Industrielle Holzverarbeitung führte ab etwa 1850 dazu, dass die Bretter dünner wurden und zudem einheitlich bemessen und längsseitig für die Nut-Feder-Verlegung gespundet werden konnten. Bis in die 50er Jahre des 20. Jahrhunderts verlegte man solche Langriemen direkt auf der Balkenlage. Stoßfugen mussten in der Mitte eines Deckenbalkens angelegt werden. Erst mit dem Estrich als Lastverteilungsfläche schlug die Stunde des Klebeparketts.
Lag die Konfektionslänge von Massivdielen einst bei knapp 2.000 mm, so bestimmen heute Marketingstrategen, was als Diele verkauft wird. Längen bis 5.000 mm sind Standard, was darüber liegt, gilt als Sondermaß. Die Verlegung wurde optimiert. Genagelt werden Dielen schräg durch die Feder auf schallentkoppelte Lagerhölzer, auf Estrich oder Trockenestrich geklebt oder schwimmend mit Metallclips auf Unterlagsmatten verlegt. Mehrschichtig aufgebaute Dielen, richtig bezeichnet als Landhausdielen, gibt es auch mit Klickverbindung.
Zurück zum Ursprung - trendy und teuerDie Diele hat in den vergangenen zwei Jahren eine wahre Wiedergeburt erlebt. Sie ist "in", sie ist "chic", und gerade mit künstlich gealterten Oberflächen bringen sie eine besondere Atmosphäre in den modernen Wohnraum oder in das Objekt. Wurmlöcher, Äste, sägeraue Oberflächen - nichts ist zu grob, um den Traum vom abgenutzten Dielenboden zu verwirklichen. Das spiegelt sich auch in der Oberflächenbeschichtung. Zwar wird nicht mehr auf Ochsenblut und Bohnerwachs zurückgegriffen, aber auch der pflegeleichte Klarlack hat seine Zeit gehabt. Er passt nicht zu einem "gebraucht" wirkenden Boden. Nun kommen Öl und Öl-Wachs-Kombinationen aus den Labors, die immer bessere Eigenschaften bei immer natürlicherem Aussehen bieten.

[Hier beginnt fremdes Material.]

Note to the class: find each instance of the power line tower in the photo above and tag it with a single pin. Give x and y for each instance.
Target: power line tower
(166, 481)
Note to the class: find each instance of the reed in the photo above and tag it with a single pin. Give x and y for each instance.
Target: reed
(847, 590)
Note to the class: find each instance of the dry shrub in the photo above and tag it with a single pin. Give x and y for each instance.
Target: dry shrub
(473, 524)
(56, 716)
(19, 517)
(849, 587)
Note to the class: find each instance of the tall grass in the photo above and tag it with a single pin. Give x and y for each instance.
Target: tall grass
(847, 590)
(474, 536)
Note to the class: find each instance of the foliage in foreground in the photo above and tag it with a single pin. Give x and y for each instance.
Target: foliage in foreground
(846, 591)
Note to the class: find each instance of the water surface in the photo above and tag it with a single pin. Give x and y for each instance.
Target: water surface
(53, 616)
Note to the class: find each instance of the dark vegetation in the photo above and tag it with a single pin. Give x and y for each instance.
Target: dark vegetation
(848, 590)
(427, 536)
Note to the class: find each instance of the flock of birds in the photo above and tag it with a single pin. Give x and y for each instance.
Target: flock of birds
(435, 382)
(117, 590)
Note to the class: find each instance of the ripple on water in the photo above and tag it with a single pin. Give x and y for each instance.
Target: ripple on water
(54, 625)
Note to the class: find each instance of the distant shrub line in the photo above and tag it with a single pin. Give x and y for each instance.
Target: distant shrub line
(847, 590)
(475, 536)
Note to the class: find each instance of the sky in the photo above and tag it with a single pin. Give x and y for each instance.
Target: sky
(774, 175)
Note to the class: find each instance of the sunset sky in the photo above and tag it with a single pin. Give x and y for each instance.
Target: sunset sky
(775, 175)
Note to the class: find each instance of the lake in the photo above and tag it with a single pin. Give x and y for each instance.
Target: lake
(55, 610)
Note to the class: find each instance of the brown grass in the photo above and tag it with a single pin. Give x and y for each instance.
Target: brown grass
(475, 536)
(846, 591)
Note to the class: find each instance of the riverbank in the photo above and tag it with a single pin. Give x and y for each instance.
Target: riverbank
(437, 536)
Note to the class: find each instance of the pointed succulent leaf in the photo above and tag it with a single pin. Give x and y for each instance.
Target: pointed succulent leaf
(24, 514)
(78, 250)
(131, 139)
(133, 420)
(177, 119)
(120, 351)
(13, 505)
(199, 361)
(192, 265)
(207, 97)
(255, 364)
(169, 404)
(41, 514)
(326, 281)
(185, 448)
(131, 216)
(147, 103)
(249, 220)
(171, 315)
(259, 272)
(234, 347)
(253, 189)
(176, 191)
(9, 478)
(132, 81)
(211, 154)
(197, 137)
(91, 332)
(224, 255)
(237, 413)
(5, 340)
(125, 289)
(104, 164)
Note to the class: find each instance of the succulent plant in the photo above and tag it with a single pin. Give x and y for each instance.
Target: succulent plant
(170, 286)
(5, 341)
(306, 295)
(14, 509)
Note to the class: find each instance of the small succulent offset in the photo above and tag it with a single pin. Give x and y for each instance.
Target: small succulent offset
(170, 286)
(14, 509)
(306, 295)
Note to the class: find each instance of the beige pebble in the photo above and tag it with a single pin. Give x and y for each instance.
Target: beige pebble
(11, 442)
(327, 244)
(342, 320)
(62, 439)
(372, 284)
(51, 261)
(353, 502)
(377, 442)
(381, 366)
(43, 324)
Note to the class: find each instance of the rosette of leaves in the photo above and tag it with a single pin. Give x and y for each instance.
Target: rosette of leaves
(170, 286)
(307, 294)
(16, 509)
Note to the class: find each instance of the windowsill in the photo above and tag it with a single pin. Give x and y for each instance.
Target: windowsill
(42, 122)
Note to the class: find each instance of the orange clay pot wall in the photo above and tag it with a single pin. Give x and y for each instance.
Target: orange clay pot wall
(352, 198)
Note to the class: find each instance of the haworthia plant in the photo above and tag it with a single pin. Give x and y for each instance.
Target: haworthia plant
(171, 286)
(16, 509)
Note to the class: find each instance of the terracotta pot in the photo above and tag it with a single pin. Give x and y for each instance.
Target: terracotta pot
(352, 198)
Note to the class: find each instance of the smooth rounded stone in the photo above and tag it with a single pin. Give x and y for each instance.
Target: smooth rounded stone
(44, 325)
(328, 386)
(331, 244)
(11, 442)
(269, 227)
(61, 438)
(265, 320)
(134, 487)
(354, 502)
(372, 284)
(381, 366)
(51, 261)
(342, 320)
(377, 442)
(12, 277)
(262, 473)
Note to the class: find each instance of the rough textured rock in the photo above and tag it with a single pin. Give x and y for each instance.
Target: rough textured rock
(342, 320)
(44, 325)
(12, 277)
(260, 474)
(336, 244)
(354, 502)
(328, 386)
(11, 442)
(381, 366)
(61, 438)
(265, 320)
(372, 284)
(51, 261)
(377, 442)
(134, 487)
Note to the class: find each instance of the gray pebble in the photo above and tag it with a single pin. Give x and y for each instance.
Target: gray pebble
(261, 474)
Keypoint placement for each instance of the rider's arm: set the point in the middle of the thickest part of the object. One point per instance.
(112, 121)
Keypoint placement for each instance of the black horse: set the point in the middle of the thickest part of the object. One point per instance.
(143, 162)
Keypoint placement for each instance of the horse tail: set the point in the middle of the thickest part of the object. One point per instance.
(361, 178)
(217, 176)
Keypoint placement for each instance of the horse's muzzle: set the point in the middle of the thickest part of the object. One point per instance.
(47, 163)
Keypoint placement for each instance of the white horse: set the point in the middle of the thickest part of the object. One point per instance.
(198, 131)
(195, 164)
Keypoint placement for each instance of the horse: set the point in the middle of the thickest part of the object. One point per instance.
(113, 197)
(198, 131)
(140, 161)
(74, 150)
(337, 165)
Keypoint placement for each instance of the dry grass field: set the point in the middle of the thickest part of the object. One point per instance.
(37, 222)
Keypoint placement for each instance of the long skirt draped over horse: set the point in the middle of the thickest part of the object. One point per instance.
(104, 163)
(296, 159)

So ist die Diele zu einem Trendboden avanciert, nicht mehr billig, sondern hochwertig. Sie verleiht dem Raum Größe und ist dank enger Toleranzen und Normen ein ausgereiftes Produkt. Doch große Hölzer entwickeln große Kräfte - dieser Lehrsatz hat Bestand. Bei aller industriellen Vorarbeit bleibt die Diele daher ein Produkt für den Fachmann. Wer Massivdielen verlegt, muss sich mit dem Werkstoff Holz auskennen.